On 12/29/2011 10:19 AM, Don wrote:
> On 28.12.2011 17:41, Jacob Carlborg wrote:
>> On 2011-12-27 23:27, Timon Gehr wrote:
>>> On 12/27/2011 05:25 AM, Andrei Alexandrescu wrote:
>>>> https://github.com/D-Programming-Language/dmd/commit/675898721c04d0bf155a85abf986eae99c37c0dc
>>>>
>>>>
>>>>
>>>>
>>>>
>>>> Andrei
>>>
>>> Great! =)
>>>
>>> What about making => syntax available to named functions as well?
>>>
>>> class C{
>>> private int x;
>>> int getX() => x;
>>> }
>>>
>>>
>>> void main(){
>>> int[] arr;
>>> bool isOdd(int x) => x&1;
>>> writeln(arr.filter!isOdd());
>>> }
>>>
>>
>> I wouldn't say no to that.
>>
>
> I don't think it improves readability,
> since it doesn't occur in
> arbitrary contexts.
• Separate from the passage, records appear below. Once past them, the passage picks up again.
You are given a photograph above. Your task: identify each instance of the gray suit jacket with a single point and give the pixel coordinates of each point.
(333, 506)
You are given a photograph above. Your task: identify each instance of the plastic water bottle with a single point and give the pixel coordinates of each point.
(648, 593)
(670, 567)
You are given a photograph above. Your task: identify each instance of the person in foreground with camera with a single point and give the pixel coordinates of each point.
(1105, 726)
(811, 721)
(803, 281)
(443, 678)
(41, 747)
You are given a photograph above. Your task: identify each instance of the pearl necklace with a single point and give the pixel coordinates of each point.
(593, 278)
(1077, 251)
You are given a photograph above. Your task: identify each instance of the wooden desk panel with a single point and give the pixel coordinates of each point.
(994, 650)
It'll always be the only thing on the line.

I think it does, certainly as soon as there are multiple short 
functions. In case the function is used for code generation, it can get 
rid of one level of indentation.

bool isOdd(int x)  { return x & 1; }
bool isEven(int x) { return !isOdd(x); }
bool isPrime(int x){ return x in primes; }

string generate(string x){
     return mixin(X!q{
         @(x) = 2;
     });
}

vs

bool isOdd(int x)   => x & 1;
bool isEven(int x)  => !isOdd(x);
bool isPrime(int x) => x in primes;

string generate(string x) => mixin(X!q{
     @(x) = 2;
});


> I think that example is close to the best case, but
>
> bool isOdd(int x) { return x & 1; }
>
> is not terribly difficult to read.
> So all you're doing is saving 6 characters + one space.

I think it improves both readability and uniformity. Currently we have

         (){...} // anonymous function
void foo(){...} // named function
         () => ...;  // anonymous function

It would make sense to also allow

void foo() => ...; // named function


> The longer the return expression becomes, the less it matters.
>
> real isComplicated(int param1, Foo param2, real param3) => 43.4 *
> foo(param2, bar(param2, param1 + param3 * param3,), 556.4 * param1) +
> param3 + param1 *param2 * param2.baz(param1 + 46, param1*2.46);
>
> doesn't look any more readable than the equivalent code with a return
> statement. Especially not in the member function case.
>

My intention is that it would be used with short expressions. Such 
monster expressions as in your example are rare in real world code.